19/02/2011
Lasciamo pure da parte l’indignazione, ingrediente le cui scorte si stanno esaurendo. Attenti a non restarne senza. Del resto indignarsi porta a risultati concreti quando l’emozione popolare è così sentita e condivisa da provocare un reale cambiamento. Questo però succede in circostanze eccezionali: e non è nemmeno detto che gli effetti siano duraturi. Per esempio Tangentopoli mise sottosopra l’intera classe politica, ma penalmente fece volare soltanto quattro stracci. Passata la bufera, un po’ alla volta tutto è tornato come prima.

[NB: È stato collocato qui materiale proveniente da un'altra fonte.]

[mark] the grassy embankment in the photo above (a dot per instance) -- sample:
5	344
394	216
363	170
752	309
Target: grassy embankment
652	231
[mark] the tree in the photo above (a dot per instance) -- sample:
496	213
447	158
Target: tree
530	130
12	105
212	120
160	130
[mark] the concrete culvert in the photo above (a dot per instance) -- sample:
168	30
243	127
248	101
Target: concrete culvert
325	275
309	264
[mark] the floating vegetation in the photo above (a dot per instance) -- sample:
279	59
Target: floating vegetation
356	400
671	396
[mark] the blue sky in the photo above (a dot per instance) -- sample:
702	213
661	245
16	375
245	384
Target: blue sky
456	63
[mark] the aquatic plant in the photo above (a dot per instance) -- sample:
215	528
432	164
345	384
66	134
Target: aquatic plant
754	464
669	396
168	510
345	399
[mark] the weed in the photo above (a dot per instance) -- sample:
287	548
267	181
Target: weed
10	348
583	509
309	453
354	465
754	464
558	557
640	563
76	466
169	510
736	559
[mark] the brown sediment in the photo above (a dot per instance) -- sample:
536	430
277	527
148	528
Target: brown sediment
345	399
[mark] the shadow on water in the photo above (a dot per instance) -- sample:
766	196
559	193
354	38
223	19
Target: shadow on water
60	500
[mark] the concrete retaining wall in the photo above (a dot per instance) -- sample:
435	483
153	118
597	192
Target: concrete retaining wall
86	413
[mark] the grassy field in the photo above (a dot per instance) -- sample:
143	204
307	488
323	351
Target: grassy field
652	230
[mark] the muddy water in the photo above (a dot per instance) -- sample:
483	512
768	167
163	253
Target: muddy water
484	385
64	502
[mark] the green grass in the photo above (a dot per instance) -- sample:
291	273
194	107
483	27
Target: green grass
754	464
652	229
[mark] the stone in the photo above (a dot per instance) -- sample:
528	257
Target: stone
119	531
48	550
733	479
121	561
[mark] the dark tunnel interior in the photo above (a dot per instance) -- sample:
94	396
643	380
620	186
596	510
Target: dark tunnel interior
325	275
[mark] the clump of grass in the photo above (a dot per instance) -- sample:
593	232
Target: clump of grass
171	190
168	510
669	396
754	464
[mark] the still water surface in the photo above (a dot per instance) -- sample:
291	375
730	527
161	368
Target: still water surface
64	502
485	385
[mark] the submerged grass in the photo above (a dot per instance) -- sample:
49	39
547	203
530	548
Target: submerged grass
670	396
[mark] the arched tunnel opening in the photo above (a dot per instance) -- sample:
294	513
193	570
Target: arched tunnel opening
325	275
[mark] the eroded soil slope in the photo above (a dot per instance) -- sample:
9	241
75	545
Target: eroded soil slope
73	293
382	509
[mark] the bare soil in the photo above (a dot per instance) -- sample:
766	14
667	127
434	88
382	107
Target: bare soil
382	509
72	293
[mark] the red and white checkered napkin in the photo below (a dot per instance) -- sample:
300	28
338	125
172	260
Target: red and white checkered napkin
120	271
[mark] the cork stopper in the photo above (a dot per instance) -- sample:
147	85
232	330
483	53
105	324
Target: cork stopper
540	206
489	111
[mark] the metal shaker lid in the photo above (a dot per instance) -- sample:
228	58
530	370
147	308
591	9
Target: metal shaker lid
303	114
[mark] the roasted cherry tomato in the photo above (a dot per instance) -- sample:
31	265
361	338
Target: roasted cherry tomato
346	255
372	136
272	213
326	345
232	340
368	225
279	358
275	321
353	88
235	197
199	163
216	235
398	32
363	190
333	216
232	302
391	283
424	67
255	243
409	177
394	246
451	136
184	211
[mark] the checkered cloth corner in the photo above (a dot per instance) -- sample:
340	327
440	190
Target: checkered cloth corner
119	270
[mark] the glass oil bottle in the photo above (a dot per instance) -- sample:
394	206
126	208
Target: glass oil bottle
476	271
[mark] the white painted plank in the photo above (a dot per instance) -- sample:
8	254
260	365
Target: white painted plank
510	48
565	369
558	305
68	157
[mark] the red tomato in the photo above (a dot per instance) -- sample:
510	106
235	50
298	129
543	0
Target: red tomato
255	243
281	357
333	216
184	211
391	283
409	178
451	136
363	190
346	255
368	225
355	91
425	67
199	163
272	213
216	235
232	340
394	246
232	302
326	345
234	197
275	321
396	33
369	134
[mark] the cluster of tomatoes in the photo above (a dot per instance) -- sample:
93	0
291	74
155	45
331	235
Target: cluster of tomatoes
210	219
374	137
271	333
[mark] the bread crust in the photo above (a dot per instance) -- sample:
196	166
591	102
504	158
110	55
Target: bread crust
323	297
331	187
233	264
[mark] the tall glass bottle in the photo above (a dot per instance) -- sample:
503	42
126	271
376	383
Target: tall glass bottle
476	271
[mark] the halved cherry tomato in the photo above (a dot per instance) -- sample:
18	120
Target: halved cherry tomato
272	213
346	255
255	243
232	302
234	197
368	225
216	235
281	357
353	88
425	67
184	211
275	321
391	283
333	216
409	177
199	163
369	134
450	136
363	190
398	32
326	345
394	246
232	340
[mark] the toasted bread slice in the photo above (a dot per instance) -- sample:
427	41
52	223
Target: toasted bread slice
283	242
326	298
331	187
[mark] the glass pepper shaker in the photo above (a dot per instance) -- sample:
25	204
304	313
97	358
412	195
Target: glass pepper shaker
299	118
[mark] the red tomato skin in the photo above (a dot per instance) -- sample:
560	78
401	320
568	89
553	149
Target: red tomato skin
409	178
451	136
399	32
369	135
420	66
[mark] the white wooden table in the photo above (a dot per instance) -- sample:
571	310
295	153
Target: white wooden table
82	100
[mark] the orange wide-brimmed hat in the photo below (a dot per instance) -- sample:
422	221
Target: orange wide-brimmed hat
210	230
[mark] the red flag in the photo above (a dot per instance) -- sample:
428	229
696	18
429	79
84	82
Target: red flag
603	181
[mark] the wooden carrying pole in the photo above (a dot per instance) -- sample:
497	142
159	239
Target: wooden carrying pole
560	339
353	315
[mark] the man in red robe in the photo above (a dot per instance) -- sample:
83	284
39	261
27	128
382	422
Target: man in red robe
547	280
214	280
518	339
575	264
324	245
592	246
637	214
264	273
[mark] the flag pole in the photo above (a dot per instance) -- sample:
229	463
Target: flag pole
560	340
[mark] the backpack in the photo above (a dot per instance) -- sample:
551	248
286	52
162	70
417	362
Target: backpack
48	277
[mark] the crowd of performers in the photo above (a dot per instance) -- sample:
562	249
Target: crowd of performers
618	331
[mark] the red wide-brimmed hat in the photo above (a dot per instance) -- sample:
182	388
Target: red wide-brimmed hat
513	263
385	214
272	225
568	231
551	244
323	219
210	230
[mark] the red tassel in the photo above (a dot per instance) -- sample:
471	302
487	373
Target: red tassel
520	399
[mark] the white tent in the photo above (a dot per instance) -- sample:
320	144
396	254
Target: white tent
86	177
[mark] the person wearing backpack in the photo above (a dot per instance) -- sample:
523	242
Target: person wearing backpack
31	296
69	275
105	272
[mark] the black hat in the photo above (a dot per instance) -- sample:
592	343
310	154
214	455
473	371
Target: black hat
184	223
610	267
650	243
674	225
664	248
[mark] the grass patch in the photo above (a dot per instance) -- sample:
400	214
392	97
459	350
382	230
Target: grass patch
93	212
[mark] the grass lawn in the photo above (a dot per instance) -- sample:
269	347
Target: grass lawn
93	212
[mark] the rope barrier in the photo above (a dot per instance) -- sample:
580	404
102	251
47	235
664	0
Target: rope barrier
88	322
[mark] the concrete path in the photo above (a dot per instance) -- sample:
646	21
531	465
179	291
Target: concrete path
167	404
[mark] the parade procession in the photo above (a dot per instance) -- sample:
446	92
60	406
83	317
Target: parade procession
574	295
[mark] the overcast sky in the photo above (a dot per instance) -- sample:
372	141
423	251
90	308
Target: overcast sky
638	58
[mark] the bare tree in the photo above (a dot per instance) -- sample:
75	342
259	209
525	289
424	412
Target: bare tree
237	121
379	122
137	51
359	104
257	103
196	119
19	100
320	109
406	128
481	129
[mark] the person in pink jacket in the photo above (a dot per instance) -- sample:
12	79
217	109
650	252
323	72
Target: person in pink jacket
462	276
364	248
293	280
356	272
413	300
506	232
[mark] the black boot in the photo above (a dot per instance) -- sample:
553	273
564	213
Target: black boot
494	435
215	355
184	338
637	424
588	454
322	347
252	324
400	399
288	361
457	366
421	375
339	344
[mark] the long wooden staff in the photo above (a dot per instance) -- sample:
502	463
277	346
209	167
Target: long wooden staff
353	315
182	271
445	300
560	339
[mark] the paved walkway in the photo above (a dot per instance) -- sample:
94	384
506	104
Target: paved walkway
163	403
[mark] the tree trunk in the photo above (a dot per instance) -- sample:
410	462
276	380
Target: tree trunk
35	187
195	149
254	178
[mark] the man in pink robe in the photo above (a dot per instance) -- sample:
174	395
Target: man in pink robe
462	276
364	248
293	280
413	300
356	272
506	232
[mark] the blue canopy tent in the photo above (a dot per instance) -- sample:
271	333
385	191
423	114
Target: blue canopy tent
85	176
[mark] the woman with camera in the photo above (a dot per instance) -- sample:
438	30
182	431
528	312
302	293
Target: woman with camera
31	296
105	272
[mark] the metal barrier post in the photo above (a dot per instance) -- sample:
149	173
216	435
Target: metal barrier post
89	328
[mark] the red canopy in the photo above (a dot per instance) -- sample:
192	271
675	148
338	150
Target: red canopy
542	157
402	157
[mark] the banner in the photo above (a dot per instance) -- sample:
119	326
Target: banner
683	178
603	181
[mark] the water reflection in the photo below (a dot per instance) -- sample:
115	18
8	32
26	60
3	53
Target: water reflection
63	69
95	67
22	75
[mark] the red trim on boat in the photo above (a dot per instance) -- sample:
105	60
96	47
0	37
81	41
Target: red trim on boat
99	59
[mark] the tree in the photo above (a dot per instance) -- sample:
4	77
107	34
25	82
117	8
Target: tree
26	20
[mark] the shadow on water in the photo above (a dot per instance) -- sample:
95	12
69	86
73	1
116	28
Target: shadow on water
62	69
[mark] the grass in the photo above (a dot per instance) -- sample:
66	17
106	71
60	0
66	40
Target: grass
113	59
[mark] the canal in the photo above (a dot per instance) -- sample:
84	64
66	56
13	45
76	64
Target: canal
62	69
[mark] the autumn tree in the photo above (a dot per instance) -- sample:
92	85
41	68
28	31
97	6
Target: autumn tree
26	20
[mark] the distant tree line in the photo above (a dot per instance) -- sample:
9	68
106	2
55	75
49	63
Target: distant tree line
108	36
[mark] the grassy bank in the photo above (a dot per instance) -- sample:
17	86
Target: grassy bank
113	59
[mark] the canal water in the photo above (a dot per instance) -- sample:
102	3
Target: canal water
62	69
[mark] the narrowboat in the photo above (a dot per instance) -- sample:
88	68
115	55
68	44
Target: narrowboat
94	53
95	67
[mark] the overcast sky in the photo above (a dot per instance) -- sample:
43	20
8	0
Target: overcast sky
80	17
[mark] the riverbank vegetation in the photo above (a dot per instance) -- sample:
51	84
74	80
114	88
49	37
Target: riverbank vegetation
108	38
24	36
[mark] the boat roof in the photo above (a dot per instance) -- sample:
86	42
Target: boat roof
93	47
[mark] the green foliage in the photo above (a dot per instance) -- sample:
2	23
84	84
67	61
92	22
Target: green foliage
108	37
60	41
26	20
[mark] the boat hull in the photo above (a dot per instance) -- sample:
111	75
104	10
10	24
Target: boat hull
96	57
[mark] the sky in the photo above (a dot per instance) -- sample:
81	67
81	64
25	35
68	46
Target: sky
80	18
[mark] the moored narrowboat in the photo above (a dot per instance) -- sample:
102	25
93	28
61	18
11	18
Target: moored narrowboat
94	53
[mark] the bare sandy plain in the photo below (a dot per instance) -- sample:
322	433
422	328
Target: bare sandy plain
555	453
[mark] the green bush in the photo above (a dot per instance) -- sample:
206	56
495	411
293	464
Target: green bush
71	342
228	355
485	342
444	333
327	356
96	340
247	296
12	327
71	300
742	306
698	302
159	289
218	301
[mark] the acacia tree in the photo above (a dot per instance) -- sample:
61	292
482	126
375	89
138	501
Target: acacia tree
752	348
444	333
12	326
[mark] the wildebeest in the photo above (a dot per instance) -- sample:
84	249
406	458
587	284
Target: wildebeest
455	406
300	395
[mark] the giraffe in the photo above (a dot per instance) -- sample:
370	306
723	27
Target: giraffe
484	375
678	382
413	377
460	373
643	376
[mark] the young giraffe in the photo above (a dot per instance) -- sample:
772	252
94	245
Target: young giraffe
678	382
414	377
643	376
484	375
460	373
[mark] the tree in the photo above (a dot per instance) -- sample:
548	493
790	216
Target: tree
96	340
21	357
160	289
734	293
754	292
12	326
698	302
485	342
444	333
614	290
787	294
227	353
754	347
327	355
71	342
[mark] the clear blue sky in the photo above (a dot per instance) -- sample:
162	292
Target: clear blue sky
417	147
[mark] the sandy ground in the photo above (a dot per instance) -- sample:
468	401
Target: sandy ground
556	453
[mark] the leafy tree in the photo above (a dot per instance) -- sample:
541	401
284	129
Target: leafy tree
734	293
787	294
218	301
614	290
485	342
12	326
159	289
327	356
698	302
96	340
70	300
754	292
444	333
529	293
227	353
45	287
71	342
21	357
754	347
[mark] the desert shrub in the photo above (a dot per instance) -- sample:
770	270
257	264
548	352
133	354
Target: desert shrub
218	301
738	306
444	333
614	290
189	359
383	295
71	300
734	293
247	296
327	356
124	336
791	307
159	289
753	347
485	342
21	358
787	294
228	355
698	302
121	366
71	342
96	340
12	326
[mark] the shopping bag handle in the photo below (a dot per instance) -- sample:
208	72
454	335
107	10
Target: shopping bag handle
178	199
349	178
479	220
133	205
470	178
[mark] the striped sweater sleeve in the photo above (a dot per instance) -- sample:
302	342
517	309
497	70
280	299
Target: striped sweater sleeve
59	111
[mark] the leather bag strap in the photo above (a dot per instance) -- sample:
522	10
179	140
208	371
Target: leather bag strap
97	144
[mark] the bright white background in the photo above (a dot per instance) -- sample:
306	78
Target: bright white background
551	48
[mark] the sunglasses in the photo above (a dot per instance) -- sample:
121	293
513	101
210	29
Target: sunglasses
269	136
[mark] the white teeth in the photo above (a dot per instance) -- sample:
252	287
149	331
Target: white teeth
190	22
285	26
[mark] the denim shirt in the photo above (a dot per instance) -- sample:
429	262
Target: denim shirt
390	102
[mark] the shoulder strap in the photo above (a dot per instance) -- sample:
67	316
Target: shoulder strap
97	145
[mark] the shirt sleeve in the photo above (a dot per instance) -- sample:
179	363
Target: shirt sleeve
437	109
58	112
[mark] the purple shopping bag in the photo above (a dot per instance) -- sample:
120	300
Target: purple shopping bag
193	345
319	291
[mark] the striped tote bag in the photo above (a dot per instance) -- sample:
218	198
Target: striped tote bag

Anzi peggio, per la sensazione di impunità che ne è derivata.
Il Pio Albergo Trivulzio di Milano, già travolto dallo scandalo all'inizio di Tangentopoli, oggi al centro delle cronache per gli "affitti facili".
Adesso ci si dovrebbe indignare ad ogni momento, visto il numero di tegole che ci cascano in testa. Ieri addirittura quattro in un giorno solo, mai successo: un paio di portata locale, ma rivelatrici di un perenne vizio nazionale; una a livello nazionale, anche se i protagonisti hanno radici locali; una infine internazionale, ma tale da coinvolgere per intero la nostra Nazione. Cioè a Milano lo scandalo degli affitti e a Roma quello delle assunzioni pilotate; sempre a Roma i ministri della Lega Nord che non vogliono festeggiare l’anniversario dell’Unità, senza sentire il dovere di dimettersi (dimissioni che i colleghi di governo, peraltro, si guardano bene dal sollecitare); infine il sarcasmo americano sull’Italia, fonte WikiLeaks, che dovrebbe provocare proteste ufficiali ma certo verrà minimizzato. Né è da pensare che qualcuno rinfacci qualcosa a quei capi americani, presidenti e militari, cui si devono disastri come la Baia dei Porci a Cuba, la guerra perduta in Vietnam, le figuracce in Iran, le menzogne usate per invadere l’Iraq, lo stallo in Afghanistan, i detonatori che oggi fanno esplodere il mondo arabo. Insomma, da che pulpito...
Resta il fatto che denunciare i peccati altrui non significa assolvere i nostri. Il Pio Albergo Trivulzio doveva aiutare i poveri, ha preferito favorire ricchi e potenti. Gli amministratori romani hanno assunto non i meritevoli ma il parentado. I leghisti continuano a esaltare un federalismo dai connotati tuttora ignoti, ma destinato ad alimentare doppioni, burocrazie e tasse. Ci sarebbe anche da dire qualcosa su quelle regioni, indovinate quali, dove gli scandali nemmeno fanno più notizia. Anche perché i loro dirigenti sono più furbi. Non violano i regolamenti. A scanso di noie, se li cambiano in anticipo. Così, anche laggiù, non è davvero il caso di indignarsi.